A RetroSearch Logo

Home - News ( United States | United Kingdom | Italy | Germany ) - Football scores

Search Query:

Showing content from https://github.com/opencv/opencv/issues/25011 below:

New shiny Core module for OpenCV 5.0 · Issue #25011 · opencv/opencv · GitHub

Introduction

Core module is the crucial module in OpenCV. All other modules depend on it.
It must form a solid foundation for the future-proof OpenCV.

What are the desirable key properties of the module:

A bit of history and why core module should be somewhat like Python's numpy

OpenCV's Core module in its current form has been created in ~2009, where cv::Mat, a multi-dimensional dense array, has been introduced as a complete replacement for CvMat, CvMatND and IplImage. The whole OpenCV API has been reconstructed (before 2009 it was a C API) around this cv::Mat and a few other basic structures like std::vector<> (to handle point clouds etc.). The idea behind combinding image, matrix and multi-dimensional array (tensor) has been borrowed from Matlab, where toolboxes, including image processing toolbox, basic linear algebra toolbox, Jean-Yves Bouguet camera calibration toolbox etc. all happily use Matlab matices and so it's super-easy to create pipelines that use algorithms from different areas.

It seems that Python's famous numerical extension numpy borrowed the same idea and also implemented ubiquitous matrix/array type called ndarray there. On top of numpy some bigger packages have been developed like scipy, scikit-learn etc. An efficient and yet quite comprehensive set of basic operations extended by the derived packages mostly eliminated the problem of very low speed of manually-written Python code (because all the kernels in numpy are implemented in efficient C or Fortran). That suddenly made Python a sound substitution for Fortran & Matlab in the new century.

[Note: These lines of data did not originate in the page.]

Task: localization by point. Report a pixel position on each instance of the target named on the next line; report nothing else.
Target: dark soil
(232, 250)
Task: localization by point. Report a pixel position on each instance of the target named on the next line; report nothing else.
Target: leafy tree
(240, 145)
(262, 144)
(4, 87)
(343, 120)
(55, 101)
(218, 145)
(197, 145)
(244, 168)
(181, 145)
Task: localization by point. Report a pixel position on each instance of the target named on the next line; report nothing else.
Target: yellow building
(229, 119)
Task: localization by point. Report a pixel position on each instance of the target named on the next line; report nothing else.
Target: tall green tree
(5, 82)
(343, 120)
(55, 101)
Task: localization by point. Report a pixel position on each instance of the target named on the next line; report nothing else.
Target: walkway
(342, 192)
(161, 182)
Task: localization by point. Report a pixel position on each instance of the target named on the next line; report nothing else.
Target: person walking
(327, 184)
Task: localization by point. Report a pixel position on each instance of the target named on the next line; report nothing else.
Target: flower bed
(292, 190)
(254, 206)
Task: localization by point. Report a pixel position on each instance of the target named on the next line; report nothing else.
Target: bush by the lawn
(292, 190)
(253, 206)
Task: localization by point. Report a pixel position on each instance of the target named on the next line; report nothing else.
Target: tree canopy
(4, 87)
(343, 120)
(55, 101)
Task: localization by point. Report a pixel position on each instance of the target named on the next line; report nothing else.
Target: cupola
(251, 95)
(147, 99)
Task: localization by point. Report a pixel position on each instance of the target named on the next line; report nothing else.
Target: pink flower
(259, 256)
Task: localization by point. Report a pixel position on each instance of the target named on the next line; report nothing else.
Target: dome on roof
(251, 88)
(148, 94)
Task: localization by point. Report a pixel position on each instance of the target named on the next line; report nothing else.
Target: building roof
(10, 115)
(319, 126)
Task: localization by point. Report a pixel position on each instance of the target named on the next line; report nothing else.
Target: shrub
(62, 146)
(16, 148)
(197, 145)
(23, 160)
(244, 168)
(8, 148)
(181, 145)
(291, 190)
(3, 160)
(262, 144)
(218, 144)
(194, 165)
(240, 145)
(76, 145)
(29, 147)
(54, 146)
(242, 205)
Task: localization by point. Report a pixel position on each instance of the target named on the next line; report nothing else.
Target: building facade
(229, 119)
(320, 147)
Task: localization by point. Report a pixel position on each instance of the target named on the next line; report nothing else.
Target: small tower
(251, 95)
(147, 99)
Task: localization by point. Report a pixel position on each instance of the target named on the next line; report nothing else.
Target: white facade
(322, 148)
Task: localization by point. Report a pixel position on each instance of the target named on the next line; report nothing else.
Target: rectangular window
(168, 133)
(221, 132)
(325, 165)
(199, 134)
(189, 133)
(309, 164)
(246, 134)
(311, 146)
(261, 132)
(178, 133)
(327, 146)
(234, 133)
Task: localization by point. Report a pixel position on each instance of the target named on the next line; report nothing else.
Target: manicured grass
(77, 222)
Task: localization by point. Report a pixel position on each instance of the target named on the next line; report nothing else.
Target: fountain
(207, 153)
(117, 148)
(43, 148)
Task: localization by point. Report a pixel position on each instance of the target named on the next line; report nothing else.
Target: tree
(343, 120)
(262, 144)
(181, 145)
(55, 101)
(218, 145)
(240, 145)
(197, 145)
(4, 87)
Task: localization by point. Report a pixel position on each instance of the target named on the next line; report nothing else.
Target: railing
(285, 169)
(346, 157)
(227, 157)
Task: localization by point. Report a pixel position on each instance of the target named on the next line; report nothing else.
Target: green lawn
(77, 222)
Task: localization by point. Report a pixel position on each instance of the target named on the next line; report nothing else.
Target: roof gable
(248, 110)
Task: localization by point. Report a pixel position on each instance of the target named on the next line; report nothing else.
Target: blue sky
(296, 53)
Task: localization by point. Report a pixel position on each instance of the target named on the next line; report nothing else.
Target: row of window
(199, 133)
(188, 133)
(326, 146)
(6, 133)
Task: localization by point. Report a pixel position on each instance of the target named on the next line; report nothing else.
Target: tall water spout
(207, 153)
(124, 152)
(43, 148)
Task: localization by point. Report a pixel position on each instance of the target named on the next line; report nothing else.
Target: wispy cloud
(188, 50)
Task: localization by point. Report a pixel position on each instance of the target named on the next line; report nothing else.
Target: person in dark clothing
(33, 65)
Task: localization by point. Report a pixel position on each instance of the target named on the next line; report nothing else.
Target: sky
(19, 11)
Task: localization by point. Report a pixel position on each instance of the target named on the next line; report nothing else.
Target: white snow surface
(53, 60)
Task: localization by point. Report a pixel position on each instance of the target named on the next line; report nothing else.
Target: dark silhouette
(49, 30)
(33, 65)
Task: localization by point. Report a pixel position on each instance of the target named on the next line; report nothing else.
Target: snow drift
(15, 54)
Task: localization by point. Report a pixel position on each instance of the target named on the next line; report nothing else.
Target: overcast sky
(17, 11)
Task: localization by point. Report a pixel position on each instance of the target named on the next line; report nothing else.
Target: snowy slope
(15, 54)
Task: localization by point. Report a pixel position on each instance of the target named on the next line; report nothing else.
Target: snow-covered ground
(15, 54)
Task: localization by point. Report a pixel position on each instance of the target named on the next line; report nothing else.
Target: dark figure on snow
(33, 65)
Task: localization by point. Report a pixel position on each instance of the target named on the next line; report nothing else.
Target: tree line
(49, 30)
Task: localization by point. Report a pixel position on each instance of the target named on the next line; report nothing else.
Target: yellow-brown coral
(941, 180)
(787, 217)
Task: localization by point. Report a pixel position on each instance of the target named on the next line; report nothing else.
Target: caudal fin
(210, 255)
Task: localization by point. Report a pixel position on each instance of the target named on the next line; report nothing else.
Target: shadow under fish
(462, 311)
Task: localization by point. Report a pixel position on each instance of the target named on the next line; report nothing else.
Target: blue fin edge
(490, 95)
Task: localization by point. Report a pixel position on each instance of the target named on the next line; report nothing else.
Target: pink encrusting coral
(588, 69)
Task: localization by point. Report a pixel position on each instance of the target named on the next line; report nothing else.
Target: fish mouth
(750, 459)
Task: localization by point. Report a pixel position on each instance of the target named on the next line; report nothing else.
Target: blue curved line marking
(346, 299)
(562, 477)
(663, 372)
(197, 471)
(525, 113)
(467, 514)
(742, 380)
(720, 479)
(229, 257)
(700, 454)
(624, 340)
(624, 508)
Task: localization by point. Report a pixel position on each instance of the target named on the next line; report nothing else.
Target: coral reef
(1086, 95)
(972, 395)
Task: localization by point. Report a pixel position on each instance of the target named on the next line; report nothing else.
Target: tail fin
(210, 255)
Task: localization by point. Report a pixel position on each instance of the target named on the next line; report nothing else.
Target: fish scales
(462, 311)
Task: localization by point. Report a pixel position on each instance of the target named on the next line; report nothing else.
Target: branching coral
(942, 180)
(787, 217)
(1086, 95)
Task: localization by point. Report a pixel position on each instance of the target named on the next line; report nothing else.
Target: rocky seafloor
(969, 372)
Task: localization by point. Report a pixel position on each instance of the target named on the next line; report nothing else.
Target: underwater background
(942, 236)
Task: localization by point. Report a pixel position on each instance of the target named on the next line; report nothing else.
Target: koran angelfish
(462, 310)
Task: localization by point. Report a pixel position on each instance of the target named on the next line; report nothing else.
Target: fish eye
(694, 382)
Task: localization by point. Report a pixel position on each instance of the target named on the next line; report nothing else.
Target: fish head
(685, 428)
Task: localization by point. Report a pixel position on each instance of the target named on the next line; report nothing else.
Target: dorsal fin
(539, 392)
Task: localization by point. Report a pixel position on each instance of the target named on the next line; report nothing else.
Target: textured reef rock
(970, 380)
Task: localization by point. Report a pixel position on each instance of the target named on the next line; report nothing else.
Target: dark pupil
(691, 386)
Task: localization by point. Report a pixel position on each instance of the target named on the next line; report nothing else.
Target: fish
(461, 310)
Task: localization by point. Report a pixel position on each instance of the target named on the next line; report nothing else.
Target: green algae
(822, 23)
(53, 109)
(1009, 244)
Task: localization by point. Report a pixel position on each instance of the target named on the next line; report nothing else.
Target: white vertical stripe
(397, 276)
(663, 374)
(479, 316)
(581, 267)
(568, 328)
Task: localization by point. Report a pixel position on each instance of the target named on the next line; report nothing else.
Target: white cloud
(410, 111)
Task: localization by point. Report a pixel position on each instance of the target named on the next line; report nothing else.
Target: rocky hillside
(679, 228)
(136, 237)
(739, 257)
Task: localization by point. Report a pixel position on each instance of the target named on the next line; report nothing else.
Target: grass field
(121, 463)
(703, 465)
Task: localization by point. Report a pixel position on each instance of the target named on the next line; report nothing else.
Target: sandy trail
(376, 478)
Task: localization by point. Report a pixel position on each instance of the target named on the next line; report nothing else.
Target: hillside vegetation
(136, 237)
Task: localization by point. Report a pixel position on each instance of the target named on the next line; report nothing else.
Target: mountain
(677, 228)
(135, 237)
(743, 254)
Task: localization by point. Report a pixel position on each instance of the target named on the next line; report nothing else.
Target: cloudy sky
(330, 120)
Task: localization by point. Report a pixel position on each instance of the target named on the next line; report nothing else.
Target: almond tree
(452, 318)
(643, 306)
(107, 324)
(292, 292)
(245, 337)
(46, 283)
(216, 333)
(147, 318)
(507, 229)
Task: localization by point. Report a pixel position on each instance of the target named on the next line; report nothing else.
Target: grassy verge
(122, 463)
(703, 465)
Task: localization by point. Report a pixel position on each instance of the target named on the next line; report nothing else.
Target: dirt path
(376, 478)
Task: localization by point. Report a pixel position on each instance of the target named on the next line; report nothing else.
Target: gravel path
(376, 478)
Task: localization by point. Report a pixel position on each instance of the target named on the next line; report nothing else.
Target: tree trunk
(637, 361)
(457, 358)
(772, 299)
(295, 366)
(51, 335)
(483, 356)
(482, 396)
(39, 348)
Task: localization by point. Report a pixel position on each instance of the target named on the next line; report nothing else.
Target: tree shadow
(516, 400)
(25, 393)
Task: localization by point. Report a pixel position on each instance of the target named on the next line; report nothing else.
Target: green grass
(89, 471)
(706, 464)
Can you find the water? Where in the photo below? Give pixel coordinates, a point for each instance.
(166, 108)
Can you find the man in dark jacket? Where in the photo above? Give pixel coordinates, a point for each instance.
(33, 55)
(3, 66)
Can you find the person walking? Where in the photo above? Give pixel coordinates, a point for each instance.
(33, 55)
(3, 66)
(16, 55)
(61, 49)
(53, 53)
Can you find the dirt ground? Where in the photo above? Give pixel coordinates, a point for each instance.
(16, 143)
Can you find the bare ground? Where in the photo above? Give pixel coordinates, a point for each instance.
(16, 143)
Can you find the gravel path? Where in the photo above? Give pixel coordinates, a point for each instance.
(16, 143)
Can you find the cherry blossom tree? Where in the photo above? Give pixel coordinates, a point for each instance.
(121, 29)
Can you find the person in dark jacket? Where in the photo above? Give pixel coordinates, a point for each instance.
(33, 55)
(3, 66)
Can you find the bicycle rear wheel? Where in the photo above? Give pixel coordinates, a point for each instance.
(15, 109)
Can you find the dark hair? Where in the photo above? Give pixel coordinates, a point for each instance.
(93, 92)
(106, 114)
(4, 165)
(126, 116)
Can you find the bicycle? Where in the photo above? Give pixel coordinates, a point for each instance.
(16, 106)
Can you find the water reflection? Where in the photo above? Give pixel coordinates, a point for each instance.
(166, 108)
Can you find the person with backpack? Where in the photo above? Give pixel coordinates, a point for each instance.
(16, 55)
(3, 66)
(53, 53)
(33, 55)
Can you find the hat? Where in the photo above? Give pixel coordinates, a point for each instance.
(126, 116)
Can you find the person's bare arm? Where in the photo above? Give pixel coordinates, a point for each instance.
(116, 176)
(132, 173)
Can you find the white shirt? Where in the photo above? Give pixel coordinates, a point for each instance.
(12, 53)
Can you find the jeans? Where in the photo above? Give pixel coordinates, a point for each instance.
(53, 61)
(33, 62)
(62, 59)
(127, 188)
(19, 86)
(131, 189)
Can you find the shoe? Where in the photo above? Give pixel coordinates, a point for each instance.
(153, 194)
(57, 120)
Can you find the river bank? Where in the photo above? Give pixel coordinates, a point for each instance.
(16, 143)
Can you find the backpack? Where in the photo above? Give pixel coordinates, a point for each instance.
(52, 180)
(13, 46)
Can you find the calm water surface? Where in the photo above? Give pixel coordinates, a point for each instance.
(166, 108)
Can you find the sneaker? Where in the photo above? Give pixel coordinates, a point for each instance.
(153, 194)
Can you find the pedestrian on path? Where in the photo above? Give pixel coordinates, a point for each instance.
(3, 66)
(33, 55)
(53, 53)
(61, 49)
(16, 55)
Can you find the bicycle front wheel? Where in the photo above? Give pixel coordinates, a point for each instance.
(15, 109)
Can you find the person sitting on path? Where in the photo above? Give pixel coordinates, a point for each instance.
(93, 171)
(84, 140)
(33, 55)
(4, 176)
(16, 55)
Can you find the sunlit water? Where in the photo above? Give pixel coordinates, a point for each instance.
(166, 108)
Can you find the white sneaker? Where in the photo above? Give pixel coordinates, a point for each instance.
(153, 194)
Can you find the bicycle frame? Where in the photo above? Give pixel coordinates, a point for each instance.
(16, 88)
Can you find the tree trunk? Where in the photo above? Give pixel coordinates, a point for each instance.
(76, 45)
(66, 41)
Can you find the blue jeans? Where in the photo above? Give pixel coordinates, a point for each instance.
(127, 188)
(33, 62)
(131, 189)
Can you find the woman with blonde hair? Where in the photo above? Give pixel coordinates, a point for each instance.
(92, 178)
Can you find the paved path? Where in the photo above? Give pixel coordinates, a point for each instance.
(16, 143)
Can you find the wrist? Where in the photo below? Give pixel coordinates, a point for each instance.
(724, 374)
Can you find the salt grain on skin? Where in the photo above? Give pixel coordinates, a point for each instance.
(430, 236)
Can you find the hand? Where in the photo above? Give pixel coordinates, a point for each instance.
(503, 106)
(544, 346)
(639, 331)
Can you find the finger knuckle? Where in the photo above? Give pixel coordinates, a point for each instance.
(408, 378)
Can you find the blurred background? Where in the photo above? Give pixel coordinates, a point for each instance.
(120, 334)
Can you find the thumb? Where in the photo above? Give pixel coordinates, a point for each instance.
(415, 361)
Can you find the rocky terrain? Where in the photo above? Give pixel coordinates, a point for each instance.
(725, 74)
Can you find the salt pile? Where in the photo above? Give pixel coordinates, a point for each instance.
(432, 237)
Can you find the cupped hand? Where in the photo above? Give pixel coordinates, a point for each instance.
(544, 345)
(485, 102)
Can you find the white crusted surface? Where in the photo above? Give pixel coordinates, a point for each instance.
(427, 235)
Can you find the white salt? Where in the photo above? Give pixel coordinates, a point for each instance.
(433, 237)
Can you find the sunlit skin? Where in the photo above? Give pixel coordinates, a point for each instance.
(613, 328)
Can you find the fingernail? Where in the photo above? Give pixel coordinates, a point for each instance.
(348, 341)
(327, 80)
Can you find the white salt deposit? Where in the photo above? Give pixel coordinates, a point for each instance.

With the rise of Deep Learning the idea has been greatly extended. Efficient, GPU-accelerated, comprehensive set of operations (very similar to numpy) that can be put together into graphs, together with automatic differentiation tools, formed the foundation of the modern Deep Learning technology. If one looks at PyTorch, Tensorflow, JAX, ONNX specification etc., he/she will find many similarities with numpy. In particular, many ONNX operations follow numpy quite closely and use numpy for illustration of those operations. Of course, there are some deep learning-specific operations like Convolution or SoftMax or Dropout or Attention, but most of ONNX operations have numpy counterparts.

Python community (since all aforementioned frameworks, except for OpenCV, mainly use Python) noticed this close resemblance of many array processing frameworks and decided to introduce so called Python array API standard. It's clear that this is emerging standard, as its API lacks some important numpy functionality, some important PyTorch/ONNX operations, it lacks the notion of an external accelerator (like GPU or NPU) where user may want to transfer array/tensor to, perform a set of operations there and transfer the results back. This is crucial functionality for deep learning frameworks, for OpenCV, its deep learning module and its GPU-accelerated image processing functionality etc. So the standard will definitely evolve, but it makes sense for us in OpenCV 5 to comply with it more or less even now. Besides implementation of already specified API, for us it's opportunity to offer extra kernels to the community that are important for computer vision and image processing use cases.

The list of functions to implement/improve in Core module in OpenCV 5.0

Basically, OpenCV's core module should implement a big subset of "Python array API standard" with certain extensions that we consider useful.

The list of functions below has been directly copied from https://data-apis.org/array-api/latest/API_specification/index.html. Probably, the following content should be presented in a table.

  1. Unary/binary arithmetic, math and logic operations. We have implementation of many of those operations already (sometimes under slightly different names), but we need to support broadcasting for binary operations.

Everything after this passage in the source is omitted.